Watching the Moussaoui Trial: The Kleinbergs
MELISSA BLOCK, host:
We're going to hear now from family members of two men killed in the September 11th attacks who've been following the Moussaoui trial closely. We wanted to know their thoughts on what's come out in the trial, and whether they think Moussaoui should be put to death. Mindy Kleinberg's husband Alan was a securities trader with Cantor Fitzgerald. He worked on the 104th floor of the north tower of the World Trade Center. Ms. Kleinberg has watched part of the trial on closed circuit TV at a satellite courtroom in Newark, N.J., set up for victims' families. She calls Moussaoui a Jihad wannabe, evil, yes, but not directly responsible for the death of her husband.
Ms. MINDY KLEINBERG (Spouse of 9/11 victim): He did not know the date of 9/11. He did not know that there were other plans. He had not met any of the other hijackers. He did not have a route. So this did not sound like a man who really knew about the 9/11 plot. You know, do I think that he should be behind bars, because, given the chance, would he hurt us? Yes, I do.
BLOCK: Ms. Kleinberg, as this trial enters this last phase, where the jury will be deciding whether Zacarias Moussaoui lives or dies, have you thought forward to that decision and how you might feel when it comes?
Ms. KLEINBERG: No, I mean, I think the ball has already been rolling. At this point, whichever way they decide is not important to me. I really would've hoped that they had realized that the best place for Moussaoui was in jail. I just feel that the death penalty should be reserved for those who commit the crime. I would've liked to see my government prosecuting Ramzi Binalshibh and Khalid Sheikh Mohammed, who were 100 percent connected with the 9/11 plot. They were the financier, and they were the mastermind. And, you know, at this point, you know, it's in the jury's hands.
BLOCK: I wonder if there's ever a moment when you stop and think about Zacarias Moussaoui and what might happen to him when you think, you know, considering what my family's gone through, maybe he should be put to death. Maybe there's some measure of justice there.

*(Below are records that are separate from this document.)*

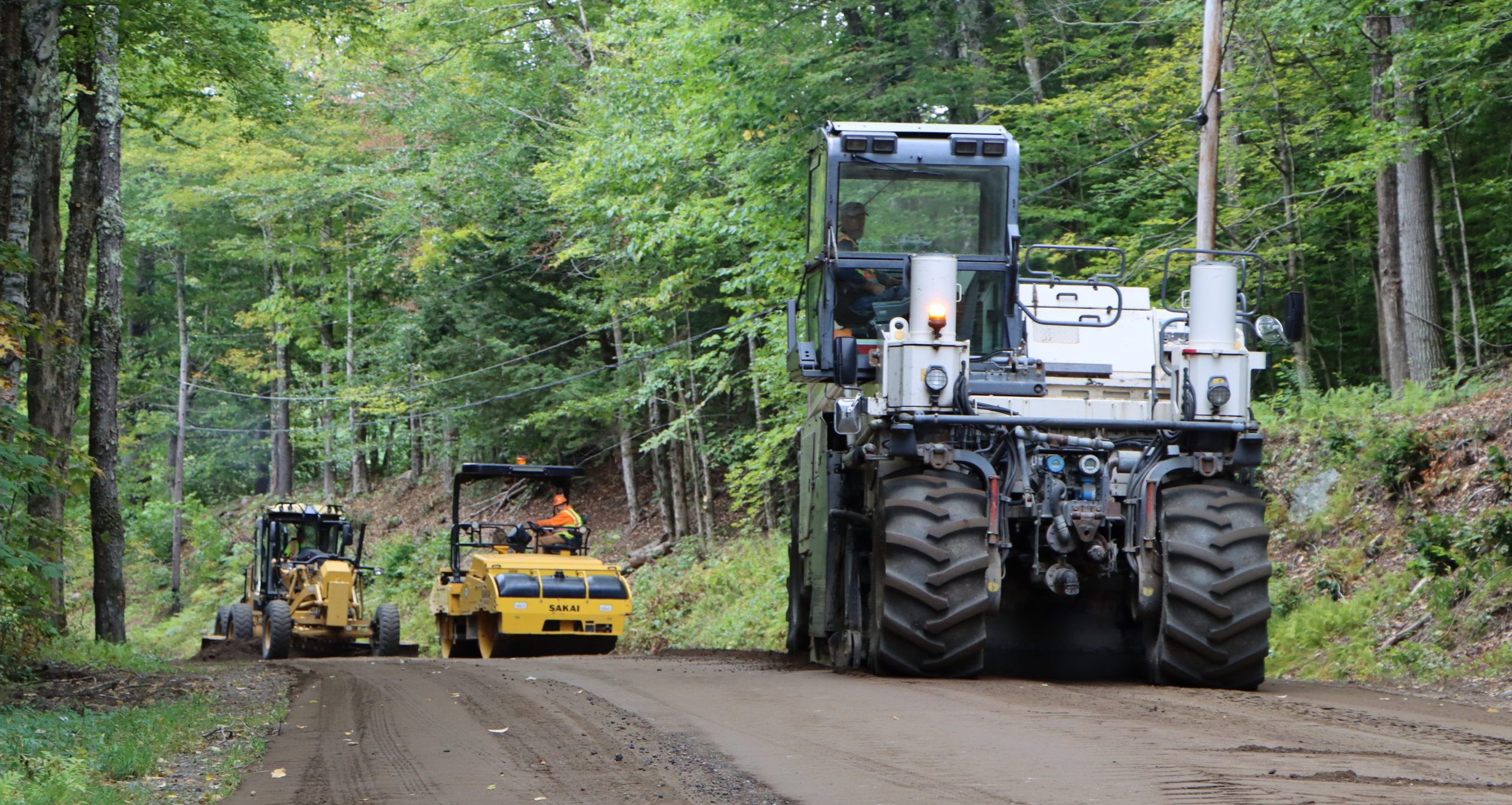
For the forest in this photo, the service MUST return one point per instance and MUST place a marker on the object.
(253, 247)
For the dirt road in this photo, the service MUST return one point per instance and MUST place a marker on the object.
(723, 728)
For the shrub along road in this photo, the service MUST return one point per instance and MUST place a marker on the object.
(746, 730)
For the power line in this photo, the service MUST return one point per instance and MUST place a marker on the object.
(504, 397)
(404, 389)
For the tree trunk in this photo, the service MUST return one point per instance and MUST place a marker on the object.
(31, 37)
(177, 488)
(327, 348)
(1389, 252)
(768, 515)
(1021, 17)
(359, 432)
(105, 507)
(1446, 268)
(679, 498)
(660, 472)
(1425, 346)
(46, 350)
(633, 498)
(416, 439)
(448, 462)
(1289, 191)
(1464, 252)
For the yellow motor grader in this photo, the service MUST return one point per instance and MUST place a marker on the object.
(303, 589)
(514, 595)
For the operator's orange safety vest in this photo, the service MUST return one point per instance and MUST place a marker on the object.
(568, 516)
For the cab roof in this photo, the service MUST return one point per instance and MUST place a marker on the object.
(291, 509)
(926, 129)
(474, 472)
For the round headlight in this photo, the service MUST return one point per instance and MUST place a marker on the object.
(1219, 392)
(935, 379)
(1270, 330)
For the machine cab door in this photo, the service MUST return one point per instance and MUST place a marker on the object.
(878, 194)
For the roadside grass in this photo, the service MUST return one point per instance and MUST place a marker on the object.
(734, 599)
(102, 757)
(99, 656)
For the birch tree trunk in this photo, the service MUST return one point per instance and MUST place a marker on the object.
(768, 515)
(105, 507)
(660, 474)
(1464, 252)
(359, 432)
(1425, 346)
(679, 498)
(32, 40)
(1389, 252)
(177, 488)
(1448, 270)
(1021, 19)
(47, 348)
(327, 348)
(279, 413)
(633, 498)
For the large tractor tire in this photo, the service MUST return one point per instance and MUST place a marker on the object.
(1216, 598)
(929, 575)
(386, 631)
(277, 630)
(241, 624)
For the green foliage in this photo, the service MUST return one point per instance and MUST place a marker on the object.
(1402, 458)
(97, 757)
(64, 755)
(1499, 470)
(1445, 544)
(735, 599)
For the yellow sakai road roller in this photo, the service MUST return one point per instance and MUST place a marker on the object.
(525, 591)
(301, 589)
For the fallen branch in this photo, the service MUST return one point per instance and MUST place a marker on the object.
(649, 553)
(1407, 631)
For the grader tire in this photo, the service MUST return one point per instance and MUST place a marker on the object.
(277, 630)
(384, 641)
(241, 624)
(1216, 598)
(929, 575)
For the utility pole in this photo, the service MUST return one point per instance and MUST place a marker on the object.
(1208, 119)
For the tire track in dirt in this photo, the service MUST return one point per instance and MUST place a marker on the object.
(746, 730)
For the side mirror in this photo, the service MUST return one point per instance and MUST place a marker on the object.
(846, 361)
(1293, 315)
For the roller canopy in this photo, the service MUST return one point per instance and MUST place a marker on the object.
(474, 472)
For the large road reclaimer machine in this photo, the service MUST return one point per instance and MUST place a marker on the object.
(303, 589)
(1012, 461)
(510, 594)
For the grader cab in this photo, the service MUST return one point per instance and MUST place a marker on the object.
(304, 589)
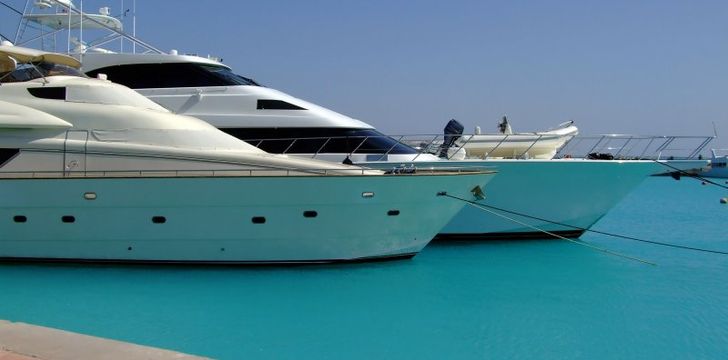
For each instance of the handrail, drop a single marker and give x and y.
(637, 146)
(619, 145)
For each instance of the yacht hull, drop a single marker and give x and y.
(287, 219)
(563, 197)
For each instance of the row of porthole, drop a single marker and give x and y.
(162, 219)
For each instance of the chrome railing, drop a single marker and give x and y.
(315, 147)
(622, 146)
(619, 146)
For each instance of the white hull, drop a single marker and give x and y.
(540, 145)
(211, 219)
(565, 192)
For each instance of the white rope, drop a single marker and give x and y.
(578, 242)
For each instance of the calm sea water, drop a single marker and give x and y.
(468, 300)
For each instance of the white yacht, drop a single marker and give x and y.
(93, 171)
(564, 197)
(569, 196)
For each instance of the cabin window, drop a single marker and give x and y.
(320, 140)
(172, 75)
(276, 105)
(7, 154)
(54, 93)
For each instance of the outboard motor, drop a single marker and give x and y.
(453, 131)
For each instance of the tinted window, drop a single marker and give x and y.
(7, 154)
(320, 140)
(276, 105)
(169, 75)
(26, 72)
(56, 93)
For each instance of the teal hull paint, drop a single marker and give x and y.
(572, 192)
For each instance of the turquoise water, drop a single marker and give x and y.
(468, 300)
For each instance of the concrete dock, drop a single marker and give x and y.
(20, 341)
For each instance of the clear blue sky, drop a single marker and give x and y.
(648, 67)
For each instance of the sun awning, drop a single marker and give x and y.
(25, 55)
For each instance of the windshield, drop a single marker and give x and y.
(172, 75)
(320, 140)
(27, 72)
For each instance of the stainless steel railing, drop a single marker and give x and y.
(624, 146)
(579, 146)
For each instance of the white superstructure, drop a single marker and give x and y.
(560, 191)
(93, 171)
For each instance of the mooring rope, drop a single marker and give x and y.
(578, 242)
(684, 247)
(695, 176)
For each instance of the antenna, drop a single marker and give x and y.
(133, 25)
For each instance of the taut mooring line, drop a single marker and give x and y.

Ms. KLEINBERG: What my family has gone through and the impact that it's had on us will be the same whether he's put to death or not. For me, he's never been my proxy. You know, it's almost like a scapegoat. You know, we're going to hold this man up and put him to death so you can all feel better? That doesn't do it for me. If you catch Osama bin Laden, I will feel better. If you fix the FBI, I will feel better. If you fix the CIA, I will feel better. If you get radios for the firefighters in New York that work, I will feel better. Putting Moussaoui to death has zero impact on my life, and he is not my proxy.
BLOCK: There is one thing, though, that's come up through this trial, and that's the question of if Moussaoui is put to death, will he become a martyr for his cause? What do you think about that?
Ms. KLEINBERG: Well, you know, listen, I think that that's what he is hoping for. He has wanted to die for Osama bin Laden for a very long time. We can't really worry about his mindset. That's not what we should be doing. If by our laws it's appropriate to put him to death, then that's what we should do. And if it's not, then we shouldn't.
BLOCK: That's Mindy Kleinberg, whose husband, Alan Kleinberg, was killed in the attacks on the World Trade Center.